Alla speranza corrente Michelstaedter oppone il kairòs: “non è più il momento opportuno (kairòs) di indugiare, ma di agire”2. Il kairòs è il momento della presa d’atto della qualità politica del proprio tempo, cercando la situazione in cui farne esperienza. Forse, il kairòs michelstedteriano può rimandare alla concezione benjaminiana dello Jeztzeit nella XVIII Tesi sulla storia, tradotto inadeguatamente con “adesso”: la contrazione, l’accensione del tempo in un punto d’intensità da cui irrompe la scelta decisiva: “l’apertura della piccola porta”, che può esser l’inizio di un nuovo cammino. Il kairòs rimanda dunque al desiderio, che non è un sentimento, ma un’emozione, un movimento, cioè, che spinge all’azione. C’è differenza tra sperare in qualcosa e desiderare qualcosa, tra sperare in un incontro e desiderare qualcuno, in carne e ossa.
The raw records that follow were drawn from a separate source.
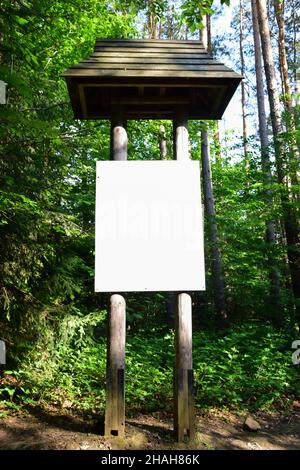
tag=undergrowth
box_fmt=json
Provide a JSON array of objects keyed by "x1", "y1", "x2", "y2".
[{"x1": 0, "y1": 318, "x2": 300, "y2": 417}]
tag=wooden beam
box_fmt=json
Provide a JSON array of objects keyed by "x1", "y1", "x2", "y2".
[
  {"x1": 173, "y1": 108, "x2": 190, "y2": 161},
  {"x1": 173, "y1": 107, "x2": 195, "y2": 442},
  {"x1": 105, "y1": 107, "x2": 127, "y2": 437},
  {"x1": 110, "y1": 106, "x2": 128, "y2": 161},
  {"x1": 105, "y1": 294, "x2": 126, "y2": 437}
]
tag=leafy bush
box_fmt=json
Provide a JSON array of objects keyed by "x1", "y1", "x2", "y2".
[{"x1": 0, "y1": 324, "x2": 300, "y2": 415}]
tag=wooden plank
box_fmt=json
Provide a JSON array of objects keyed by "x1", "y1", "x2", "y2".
[
  {"x1": 72, "y1": 62, "x2": 230, "y2": 72},
  {"x1": 96, "y1": 38, "x2": 204, "y2": 47},
  {"x1": 90, "y1": 50, "x2": 213, "y2": 60},
  {"x1": 94, "y1": 46, "x2": 209, "y2": 55},
  {"x1": 85, "y1": 56, "x2": 224, "y2": 65},
  {"x1": 111, "y1": 96, "x2": 191, "y2": 106},
  {"x1": 95, "y1": 40, "x2": 206, "y2": 50}
]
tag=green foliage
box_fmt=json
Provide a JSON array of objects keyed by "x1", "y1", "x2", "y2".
[
  {"x1": 181, "y1": 0, "x2": 230, "y2": 33},
  {"x1": 0, "y1": 324, "x2": 300, "y2": 416}
]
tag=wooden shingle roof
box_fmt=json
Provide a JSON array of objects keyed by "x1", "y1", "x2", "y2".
[{"x1": 64, "y1": 39, "x2": 241, "y2": 119}]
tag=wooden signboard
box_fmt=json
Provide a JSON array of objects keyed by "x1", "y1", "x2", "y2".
[{"x1": 95, "y1": 161, "x2": 205, "y2": 292}]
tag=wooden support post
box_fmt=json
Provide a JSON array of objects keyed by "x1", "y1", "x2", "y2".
[
  {"x1": 110, "y1": 107, "x2": 128, "y2": 161},
  {"x1": 174, "y1": 111, "x2": 195, "y2": 442},
  {"x1": 105, "y1": 109, "x2": 127, "y2": 437}
]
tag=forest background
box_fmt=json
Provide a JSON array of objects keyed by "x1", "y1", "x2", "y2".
[{"x1": 0, "y1": 0, "x2": 300, "y2": 416}]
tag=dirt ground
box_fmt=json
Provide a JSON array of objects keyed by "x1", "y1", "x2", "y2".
[{"x1": 0, "y1": 402, "x2": 300, "y2": 450}]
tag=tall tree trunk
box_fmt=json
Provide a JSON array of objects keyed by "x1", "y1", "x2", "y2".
[
  {"x1": 257, "y1": 0, "x2": 300, "y2": 322},
  {"x1": 292, "y1": 8, "x2": 300, "y2": 106},
  {"x1": 273, "y1": 0, "x2": 299, "y2": 193},
  {"x1": 201, "y1": 128, "x2": 227, "y2": 327},
  {"x1": 240, "y1": 0, "x2": 249, "y2": 175},
  {"x1": 200, "y1": 16, "x2": 228, "y2": 327},
  {"x1": 159, "y1": 124, "x2": 168, "y2": 160},
  {"x1": 251, "y1": 0, "x2": 282, "y2": 326}
]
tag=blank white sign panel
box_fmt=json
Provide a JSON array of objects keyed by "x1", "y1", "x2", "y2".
[{"x1": 95, "y1": 161, "x2": 205, "y2": 292}]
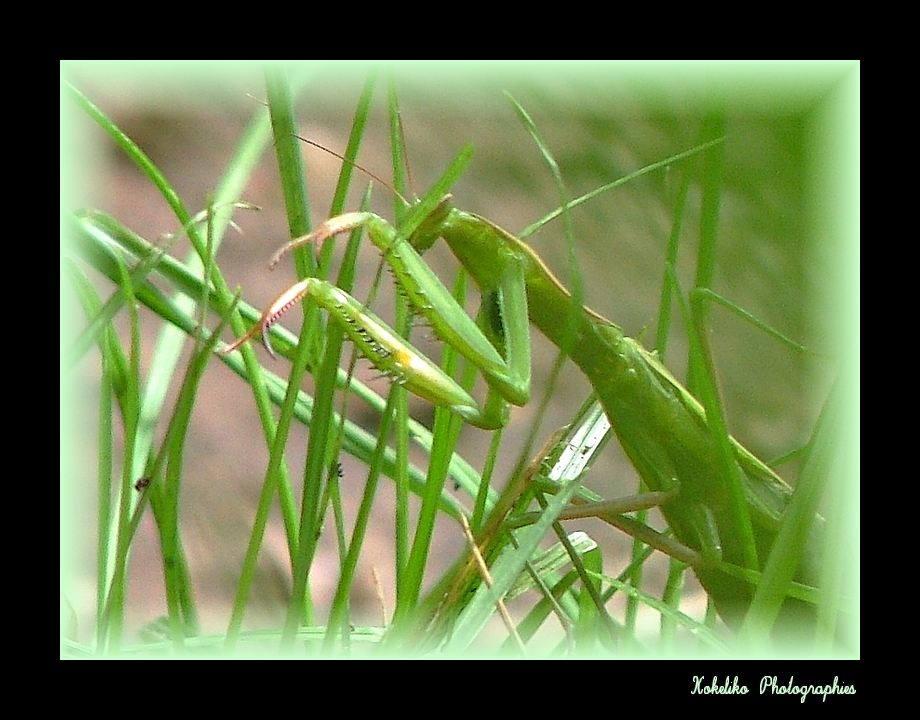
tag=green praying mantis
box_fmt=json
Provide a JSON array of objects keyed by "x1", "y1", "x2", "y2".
[{"x1": 219, "y1": 138, "x2": 840, "y2": 644}]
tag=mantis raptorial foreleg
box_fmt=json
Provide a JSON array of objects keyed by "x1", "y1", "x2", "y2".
[
  {"x1": 224, "y1": 188, "x2": 821, "y2": 640},
  {"x1": 220, "y1": 200, "x2": 530, "y2": 429}
]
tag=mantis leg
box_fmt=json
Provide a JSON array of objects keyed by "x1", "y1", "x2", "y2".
[{"x1": 221, "y1": 212, "x2": 530, "y2": 429}]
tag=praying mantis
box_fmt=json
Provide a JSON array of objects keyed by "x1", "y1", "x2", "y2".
[{"x1": 219, "y1": 128, "x2": 836, "y2": 632}]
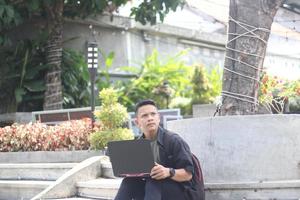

La speranza è basata sul rimando, sulla delega al futuro, ad esempio al sistema elettorale. Bravissimi i francesi, che hanno una storia sociale così ricca! Ma non deleghiamo a Mélenchon o piuttosto agli equilibri di composite dinamiche rappresentative.
Il desiderio vuol realizzare e ne corre il rischio! Il desiderio vuole cambiare le cose qui, ora, dove io sono.
Io sono sul confine: meccanismo chiave del potere statuale. Sono sul confine per aiutare a passare chi viola il potere dello Stato: i migranti della Rotta balcanica. Sono con chi viene nella piazza del Mondo davanti alla stazione di Trieste, avendo accolto il nostro messaggio; sono con coloro che ci chiamano in giro per l’Italia a parlare e a riflettere insieme sulla nostra esperienza. Desidero cambiare le cose. Ma ci deve essere sempre un qui-ora, un kairòs.
Ho avuto la ventura di incontrare coloro che venivano evitati, non visti, come ombre, da un’intera città, anche da chi avrebbe avuto il compito legale di fermarli. Ho capito che erano dei messaggeri, degli àngheloi, che, venendo da un passato di violenza, ci parlano del futuro di tutti noi, della vita intera.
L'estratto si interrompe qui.